Intéressons-nous cette semaine au marché transpacifique, en provenance d’Asie vers les États-Unis. Le dernier Shanghai index (SCFI) publié le 28 juin constitue une surprise sur cet axe, tant la correction hebdomadaire enregistrée à la hausse est forte (+24,5% sur une semaine glissante).
Plusieurs facteurs peuvent expliquer cette brutale remontée des taux de fret constatée sur une semaine entre l’Asie et les États-Unis.
1- Les faits :
- Des restrictions de capacité annoncées par Ocean Alliance (29 000 TEUS sur juillet).
- Des annonces d’augmentation générale des tarifs par les compagnies maritimes.
- Le rendez-vous incontournable de septembre pour discuter des surcoûts liés au changement de carburant, en vue de se conformer à la réglementation IMO 2020.
- Une offre maritime transpacifique plus concentrée que sur la route Asie-Europe.
2- Le contexte :
- La flambée des taux de fret du deuxième semestre 2018 reste dans tous les esprits.
- La négociation interminable sur les droits de douane entre États-Unis et Chine commence à être un facteur d’incertitude et d’instabilité dont le poids sur les résultats 2019 est déjà certain.
- Le parti pris de certains retailers US d’anticiper les commandes de septembre dès le début de l’été pour limiter les risques liés à l’évolution du marché sur le deuxième semestre, quitte à supporter des coûts d’entreposage supplémentaires.
La combinaison de ces facteurs contribue à la "surchauffe" anormalement élevée constatée en ce début d’été sur cette route maritime.
Historique des prix médians en Port to Port - 40 HCR (avec THC) estimé par Upply au cours des 24 derniers mois – 3 juillet 2019
Une situation compliquée pour les compagnies maritimes...

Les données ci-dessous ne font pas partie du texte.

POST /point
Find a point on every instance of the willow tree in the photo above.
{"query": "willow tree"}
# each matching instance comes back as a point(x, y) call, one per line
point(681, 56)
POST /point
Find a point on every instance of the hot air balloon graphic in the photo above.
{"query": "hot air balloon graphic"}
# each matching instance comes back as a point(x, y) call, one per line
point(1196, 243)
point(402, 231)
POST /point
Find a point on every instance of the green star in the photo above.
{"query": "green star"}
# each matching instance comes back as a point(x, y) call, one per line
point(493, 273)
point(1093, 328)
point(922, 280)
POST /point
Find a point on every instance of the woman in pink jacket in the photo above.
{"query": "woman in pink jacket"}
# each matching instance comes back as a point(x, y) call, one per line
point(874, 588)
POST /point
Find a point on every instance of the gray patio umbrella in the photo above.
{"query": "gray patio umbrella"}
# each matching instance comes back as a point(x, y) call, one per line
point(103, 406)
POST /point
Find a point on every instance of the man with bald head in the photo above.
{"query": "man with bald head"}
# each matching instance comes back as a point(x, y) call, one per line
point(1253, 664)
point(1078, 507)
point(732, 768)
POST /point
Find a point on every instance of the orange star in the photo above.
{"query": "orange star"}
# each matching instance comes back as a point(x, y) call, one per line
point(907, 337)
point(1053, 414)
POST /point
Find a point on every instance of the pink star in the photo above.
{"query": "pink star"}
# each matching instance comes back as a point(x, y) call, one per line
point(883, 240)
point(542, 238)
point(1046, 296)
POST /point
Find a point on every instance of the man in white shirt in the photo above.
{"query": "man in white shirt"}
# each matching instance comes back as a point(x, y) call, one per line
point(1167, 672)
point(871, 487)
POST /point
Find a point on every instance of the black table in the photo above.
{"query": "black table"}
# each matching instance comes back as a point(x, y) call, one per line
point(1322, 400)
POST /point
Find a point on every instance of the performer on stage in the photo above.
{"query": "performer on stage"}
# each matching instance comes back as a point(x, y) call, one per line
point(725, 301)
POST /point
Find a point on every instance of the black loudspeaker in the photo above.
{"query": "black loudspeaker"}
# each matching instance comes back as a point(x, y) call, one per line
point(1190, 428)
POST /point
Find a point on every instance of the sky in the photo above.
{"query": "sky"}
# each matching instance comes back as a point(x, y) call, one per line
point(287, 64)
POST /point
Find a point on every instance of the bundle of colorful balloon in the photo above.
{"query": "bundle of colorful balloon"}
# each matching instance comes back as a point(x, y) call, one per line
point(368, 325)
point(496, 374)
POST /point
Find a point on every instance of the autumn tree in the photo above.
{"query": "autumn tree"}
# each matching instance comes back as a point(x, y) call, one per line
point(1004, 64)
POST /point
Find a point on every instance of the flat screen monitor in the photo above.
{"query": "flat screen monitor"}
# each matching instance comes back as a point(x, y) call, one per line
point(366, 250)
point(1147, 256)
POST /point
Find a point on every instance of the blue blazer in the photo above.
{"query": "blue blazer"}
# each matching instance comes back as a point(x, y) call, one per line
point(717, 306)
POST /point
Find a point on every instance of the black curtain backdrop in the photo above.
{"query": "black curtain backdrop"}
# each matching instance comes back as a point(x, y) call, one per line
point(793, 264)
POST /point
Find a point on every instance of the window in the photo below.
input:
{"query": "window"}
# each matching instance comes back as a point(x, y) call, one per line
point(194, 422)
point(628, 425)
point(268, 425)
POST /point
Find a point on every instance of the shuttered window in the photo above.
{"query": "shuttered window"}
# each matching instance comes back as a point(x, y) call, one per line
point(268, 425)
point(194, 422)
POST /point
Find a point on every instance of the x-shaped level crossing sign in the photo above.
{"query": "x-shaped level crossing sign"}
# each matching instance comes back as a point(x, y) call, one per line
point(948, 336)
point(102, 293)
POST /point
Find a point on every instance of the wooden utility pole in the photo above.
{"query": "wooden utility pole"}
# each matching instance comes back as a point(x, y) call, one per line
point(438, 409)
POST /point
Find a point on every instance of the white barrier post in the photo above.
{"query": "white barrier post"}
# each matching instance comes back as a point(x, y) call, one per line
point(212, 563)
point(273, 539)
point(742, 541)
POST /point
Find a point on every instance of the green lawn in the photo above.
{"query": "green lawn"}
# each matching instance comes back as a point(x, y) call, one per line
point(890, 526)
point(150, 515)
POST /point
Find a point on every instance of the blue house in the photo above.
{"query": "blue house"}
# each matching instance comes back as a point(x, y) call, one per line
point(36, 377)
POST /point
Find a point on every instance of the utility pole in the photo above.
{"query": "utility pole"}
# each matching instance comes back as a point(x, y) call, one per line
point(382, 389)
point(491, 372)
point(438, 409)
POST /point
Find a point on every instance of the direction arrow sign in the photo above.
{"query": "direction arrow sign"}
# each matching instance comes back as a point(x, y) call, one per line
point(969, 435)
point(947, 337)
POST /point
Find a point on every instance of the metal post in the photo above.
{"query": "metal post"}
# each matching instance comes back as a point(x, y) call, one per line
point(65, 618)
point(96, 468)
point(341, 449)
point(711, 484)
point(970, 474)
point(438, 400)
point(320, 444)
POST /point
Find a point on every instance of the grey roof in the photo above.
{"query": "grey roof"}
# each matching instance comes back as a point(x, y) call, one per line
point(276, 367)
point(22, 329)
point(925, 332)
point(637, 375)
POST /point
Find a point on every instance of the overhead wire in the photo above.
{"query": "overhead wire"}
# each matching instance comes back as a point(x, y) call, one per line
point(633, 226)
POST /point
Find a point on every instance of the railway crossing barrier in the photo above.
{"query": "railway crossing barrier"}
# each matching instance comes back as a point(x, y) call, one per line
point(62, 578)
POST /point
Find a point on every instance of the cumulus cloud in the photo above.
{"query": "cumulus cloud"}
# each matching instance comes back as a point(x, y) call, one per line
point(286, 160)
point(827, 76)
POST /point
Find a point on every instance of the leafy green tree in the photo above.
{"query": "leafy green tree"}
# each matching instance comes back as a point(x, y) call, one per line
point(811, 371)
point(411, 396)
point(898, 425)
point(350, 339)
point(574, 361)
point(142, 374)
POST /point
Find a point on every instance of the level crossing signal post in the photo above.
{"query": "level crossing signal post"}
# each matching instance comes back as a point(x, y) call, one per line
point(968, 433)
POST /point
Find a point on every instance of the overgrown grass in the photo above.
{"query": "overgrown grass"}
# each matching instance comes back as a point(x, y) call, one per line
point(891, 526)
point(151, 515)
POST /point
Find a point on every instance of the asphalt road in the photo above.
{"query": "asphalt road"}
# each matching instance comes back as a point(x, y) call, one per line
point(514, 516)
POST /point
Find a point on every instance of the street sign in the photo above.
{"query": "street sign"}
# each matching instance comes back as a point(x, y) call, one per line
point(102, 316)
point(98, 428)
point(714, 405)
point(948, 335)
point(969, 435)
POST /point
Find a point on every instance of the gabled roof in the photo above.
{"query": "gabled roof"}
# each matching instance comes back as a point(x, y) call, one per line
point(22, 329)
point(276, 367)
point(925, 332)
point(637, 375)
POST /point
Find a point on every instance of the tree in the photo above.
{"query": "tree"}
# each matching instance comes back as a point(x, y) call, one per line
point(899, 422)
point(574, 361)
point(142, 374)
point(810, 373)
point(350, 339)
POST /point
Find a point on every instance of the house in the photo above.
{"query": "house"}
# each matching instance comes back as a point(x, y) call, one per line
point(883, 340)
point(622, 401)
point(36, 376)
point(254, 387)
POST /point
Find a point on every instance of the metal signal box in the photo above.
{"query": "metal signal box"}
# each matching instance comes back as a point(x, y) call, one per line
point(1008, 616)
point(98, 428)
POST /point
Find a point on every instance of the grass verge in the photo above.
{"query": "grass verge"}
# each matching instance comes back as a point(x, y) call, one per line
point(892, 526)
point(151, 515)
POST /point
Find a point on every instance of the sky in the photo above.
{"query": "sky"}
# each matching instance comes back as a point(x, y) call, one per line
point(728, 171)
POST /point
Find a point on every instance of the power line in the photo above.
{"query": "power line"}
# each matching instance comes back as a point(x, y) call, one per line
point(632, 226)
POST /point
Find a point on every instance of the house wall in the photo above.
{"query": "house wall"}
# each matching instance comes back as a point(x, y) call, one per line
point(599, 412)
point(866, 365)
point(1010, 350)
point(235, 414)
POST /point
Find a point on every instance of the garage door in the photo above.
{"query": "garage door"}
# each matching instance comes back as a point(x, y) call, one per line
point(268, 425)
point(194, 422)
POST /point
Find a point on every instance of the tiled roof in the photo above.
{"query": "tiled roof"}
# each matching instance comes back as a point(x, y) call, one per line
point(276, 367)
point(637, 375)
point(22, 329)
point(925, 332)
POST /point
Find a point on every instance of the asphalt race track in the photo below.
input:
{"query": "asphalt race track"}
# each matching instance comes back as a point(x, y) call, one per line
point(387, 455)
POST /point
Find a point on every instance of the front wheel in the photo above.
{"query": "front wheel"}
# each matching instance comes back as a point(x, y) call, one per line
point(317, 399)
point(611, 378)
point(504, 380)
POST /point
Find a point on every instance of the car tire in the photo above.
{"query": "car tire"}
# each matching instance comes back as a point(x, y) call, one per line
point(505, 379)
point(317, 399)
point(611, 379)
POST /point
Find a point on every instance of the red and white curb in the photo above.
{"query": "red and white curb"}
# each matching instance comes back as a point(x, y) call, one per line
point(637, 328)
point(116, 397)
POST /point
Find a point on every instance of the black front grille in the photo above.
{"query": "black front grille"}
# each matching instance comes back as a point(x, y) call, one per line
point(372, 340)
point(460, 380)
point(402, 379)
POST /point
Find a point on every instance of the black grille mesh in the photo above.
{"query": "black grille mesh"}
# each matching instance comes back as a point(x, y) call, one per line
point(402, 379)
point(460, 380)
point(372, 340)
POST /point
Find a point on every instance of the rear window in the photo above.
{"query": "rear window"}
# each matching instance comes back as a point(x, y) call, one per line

D’un côté, les compagnies maritimes qui opèrent sur cette route seraient ravies d’un "remake" du scénario de l’an dernier sur le 2ème semestre 2019. Après un premier semestre 2019 décevant en matière de résultats opérationnels trans-pacifique et Asie, une remontée massive des taux de fret sur le transpacifique au deuxième semestre pourrait les aider à atteindre l’équilibre financier en fin d’année.
La "dernière cartouche", toujours dans cet esprit de restauration du P&L 2019 des compagnies maritimes, sera la répercussion sur la marchandise des surcoûts de carburants "ultra low sulfur", avec ou sans marge associée.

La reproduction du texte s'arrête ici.